Incompatible with agents that inhibit MAO, incl. furazolidone, procarbazine and selegiline (risk of developing serotonergic syndrome and death). Development of serotonergic syndrome (chills, hyperthermia, rigidity of muscles, myoclonus, vegetative lability, hypertensive crisis, agitation, tremor, motor anxiety, convulsions, diarrhea, hypomaniacal state) is possible on the background of taking drugs with serotonergic activity (tryptophan, lithium compounds). Increases the concentration in the blood plasma of propranolol (5 times), metoprolol and other beta-adrenoblockers, indirect anticoagulants, incl. warfarin (98%), carbamazepine, clozapine (3 times), tricyclic antidepressants (amitriptyline, clomipramine, imipramine). The administration of fluvoxamine simultaneously with the antipsychotic agents of the butyrophenone group, including haloperidol, leads to an increase in their plasma concentration or to a 2-10-fold increase in the fluvoxamine content. It can inhibit the biotransformation of drugs metabolized with the participation of CYP1A2, CYP3A4, CYP2C9, CYP2D6 cytochrome P450 isoenzymes (phenytoin, quinidine, theophylline, caffeine, etc.), increasing the risk of adverse reactions. Taking fluvoxamine against astemizole, cisapride or terfenadine can lead to a pronounced prolongation of the QT interval and the appearance of pirouette-type arrhythmias (possibly fatal). With simultaneous admission with diltiazem bradycardia may develop, with sumatriptan - weakness, hyperreflexia and disruption of coordination of movements. Reduces the excretion of benzodiazepines (alprazolam, bromazepam, diazepam, midazolam, triazolam), causing their cumulation; does not affect the excretion of lorazepam, oxazepam and temazepam. Increases the side effects of alcohol.
Symptoms: dizziness, drowsiness, dry mouth, nausea, vomiting, diarrhea, brady- or tachycardia, arterial hypotension, ECG changes, impaired liver function, mydriasis, tremor, myoclonus, seizures, oliguria, coma. Lethal outcomes are described.

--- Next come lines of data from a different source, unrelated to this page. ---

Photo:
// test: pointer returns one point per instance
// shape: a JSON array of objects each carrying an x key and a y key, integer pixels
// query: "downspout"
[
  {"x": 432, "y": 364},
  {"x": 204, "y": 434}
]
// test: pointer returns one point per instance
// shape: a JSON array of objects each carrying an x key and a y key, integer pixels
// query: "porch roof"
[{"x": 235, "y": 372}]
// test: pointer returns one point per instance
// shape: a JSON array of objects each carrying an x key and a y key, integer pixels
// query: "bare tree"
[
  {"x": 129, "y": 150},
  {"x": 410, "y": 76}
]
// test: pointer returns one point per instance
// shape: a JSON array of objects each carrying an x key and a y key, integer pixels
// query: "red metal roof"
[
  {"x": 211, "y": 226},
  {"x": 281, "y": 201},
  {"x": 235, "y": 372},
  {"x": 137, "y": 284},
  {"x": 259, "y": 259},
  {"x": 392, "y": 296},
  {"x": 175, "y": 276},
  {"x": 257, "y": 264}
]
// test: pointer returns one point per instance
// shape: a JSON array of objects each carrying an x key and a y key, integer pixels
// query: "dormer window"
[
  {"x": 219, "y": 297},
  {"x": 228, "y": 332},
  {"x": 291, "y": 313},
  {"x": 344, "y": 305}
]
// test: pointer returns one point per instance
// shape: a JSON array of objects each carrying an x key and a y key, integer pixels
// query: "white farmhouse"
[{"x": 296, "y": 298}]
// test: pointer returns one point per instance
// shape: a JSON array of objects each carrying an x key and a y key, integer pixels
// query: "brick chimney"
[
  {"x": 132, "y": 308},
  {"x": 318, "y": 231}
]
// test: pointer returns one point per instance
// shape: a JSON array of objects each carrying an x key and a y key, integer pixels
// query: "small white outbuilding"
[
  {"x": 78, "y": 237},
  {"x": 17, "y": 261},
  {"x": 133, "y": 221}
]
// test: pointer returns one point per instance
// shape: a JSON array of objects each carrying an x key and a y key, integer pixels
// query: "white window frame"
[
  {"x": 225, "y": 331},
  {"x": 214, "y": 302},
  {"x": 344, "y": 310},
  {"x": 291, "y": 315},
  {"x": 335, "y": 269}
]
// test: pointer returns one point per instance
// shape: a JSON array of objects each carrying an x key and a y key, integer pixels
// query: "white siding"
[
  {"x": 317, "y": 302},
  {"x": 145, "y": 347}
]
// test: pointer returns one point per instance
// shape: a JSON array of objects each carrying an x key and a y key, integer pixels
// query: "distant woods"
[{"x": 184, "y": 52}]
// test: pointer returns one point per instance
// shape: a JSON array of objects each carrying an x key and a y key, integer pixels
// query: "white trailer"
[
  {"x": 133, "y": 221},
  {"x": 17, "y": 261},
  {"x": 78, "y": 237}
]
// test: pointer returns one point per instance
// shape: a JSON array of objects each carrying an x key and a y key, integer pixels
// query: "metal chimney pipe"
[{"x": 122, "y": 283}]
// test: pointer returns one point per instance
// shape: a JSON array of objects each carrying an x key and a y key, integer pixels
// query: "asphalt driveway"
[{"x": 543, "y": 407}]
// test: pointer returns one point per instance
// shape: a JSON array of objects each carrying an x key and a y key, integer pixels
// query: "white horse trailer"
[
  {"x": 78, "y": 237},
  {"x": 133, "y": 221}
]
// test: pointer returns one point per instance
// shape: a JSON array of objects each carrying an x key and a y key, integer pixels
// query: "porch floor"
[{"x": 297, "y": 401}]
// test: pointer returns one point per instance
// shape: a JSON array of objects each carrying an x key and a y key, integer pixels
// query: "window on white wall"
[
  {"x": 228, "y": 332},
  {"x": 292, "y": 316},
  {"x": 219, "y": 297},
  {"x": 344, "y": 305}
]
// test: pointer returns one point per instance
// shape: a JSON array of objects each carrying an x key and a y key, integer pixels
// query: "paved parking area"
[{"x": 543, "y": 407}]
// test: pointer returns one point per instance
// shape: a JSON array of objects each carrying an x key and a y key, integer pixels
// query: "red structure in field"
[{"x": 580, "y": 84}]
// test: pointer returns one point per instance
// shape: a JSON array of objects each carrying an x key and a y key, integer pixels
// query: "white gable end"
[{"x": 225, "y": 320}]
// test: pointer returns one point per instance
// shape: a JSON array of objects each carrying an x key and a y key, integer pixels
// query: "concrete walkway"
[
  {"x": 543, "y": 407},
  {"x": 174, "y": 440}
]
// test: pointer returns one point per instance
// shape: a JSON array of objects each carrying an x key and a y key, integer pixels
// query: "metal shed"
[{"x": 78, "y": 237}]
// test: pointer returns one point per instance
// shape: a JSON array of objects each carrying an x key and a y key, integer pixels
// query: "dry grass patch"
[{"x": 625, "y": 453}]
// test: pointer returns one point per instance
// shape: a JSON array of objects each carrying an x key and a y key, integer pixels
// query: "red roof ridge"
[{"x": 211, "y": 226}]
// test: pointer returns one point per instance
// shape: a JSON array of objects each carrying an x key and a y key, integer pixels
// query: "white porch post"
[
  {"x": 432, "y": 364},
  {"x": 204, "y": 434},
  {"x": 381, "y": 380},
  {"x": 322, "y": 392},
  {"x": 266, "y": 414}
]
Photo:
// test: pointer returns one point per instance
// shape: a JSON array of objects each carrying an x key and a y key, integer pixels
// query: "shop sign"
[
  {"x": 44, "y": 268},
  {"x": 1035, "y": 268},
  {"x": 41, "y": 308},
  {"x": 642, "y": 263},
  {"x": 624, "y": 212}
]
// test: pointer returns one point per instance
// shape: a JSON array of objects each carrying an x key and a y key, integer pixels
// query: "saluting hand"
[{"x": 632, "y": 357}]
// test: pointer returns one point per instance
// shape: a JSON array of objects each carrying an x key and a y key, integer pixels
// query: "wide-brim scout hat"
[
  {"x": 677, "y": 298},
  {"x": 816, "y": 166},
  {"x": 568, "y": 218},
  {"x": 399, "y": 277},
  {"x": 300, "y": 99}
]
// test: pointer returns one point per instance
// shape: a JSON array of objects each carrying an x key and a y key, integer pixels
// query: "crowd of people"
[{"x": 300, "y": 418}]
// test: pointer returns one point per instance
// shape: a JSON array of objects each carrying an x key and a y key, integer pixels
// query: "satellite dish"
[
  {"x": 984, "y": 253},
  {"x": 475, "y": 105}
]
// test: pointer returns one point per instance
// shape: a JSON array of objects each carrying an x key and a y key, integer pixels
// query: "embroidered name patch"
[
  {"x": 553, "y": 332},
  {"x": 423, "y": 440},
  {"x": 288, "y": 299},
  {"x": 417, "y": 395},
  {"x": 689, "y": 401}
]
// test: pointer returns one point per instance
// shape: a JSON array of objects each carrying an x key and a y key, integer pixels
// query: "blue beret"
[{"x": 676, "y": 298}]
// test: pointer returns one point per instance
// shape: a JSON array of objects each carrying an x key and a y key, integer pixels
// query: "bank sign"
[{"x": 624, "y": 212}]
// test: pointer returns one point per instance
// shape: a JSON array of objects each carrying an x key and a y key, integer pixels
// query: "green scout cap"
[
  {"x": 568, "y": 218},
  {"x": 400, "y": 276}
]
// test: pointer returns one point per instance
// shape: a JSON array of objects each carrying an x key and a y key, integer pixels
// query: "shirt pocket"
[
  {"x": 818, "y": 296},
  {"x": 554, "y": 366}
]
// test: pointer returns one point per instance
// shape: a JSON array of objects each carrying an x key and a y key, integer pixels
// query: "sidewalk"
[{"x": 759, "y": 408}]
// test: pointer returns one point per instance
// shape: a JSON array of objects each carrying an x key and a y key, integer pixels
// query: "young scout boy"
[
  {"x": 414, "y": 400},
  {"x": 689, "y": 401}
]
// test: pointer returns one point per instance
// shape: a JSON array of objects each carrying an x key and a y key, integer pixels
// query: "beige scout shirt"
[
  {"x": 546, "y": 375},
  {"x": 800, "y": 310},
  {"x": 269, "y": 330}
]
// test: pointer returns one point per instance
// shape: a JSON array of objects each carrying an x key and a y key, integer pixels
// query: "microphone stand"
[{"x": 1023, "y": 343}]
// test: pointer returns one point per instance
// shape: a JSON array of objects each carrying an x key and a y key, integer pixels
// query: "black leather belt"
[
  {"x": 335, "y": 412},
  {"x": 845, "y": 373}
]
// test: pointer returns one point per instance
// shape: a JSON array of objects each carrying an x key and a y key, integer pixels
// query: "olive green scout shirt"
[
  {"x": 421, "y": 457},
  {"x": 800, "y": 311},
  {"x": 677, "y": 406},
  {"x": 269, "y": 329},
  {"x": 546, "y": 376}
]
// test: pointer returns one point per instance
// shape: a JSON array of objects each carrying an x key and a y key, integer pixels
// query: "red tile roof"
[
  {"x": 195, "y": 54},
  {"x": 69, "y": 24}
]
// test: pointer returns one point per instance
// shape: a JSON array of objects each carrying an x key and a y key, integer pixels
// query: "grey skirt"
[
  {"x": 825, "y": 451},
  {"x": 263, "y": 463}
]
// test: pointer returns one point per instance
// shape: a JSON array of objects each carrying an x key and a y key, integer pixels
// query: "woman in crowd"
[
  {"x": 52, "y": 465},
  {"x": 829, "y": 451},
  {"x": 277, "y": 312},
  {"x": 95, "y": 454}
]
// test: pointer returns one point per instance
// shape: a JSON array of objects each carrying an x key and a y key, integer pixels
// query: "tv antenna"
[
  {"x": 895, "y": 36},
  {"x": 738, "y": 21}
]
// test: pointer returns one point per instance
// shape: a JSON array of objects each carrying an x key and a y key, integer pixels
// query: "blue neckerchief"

Treatment: stimulation of vomiting or gastric lavage, intake of activated carbon, ECG monitoring, maintenance of vital functions, symptomatic therapy. There is no specific antidote. Dialysis and forced diuresis are ineffective (due to the large volume of distribution).
Routes of administration
Precautions for the substance Fluvoxamine
The interval between cancellation of MAO inhibitors and the onset of fluvoxamine intake or its cancellation and initiation of MAO inhibitors should be at least 14 days. It requires careful monitoring of patients with suicidal tendencies, especially at the beginning of treatment. Elderly elderly fluvoxamine should be given in a reduced dosage. With caution apply to drivers of vehicles and people whose activities require increased concentration and speed of psychomotor reactions. During treatment should avoid drinking alcohol.
In animal studies, there was no evidence of drug dependence. There were no such studies in humans. Caution should be given to patients who have a history of drug dependence or abuse.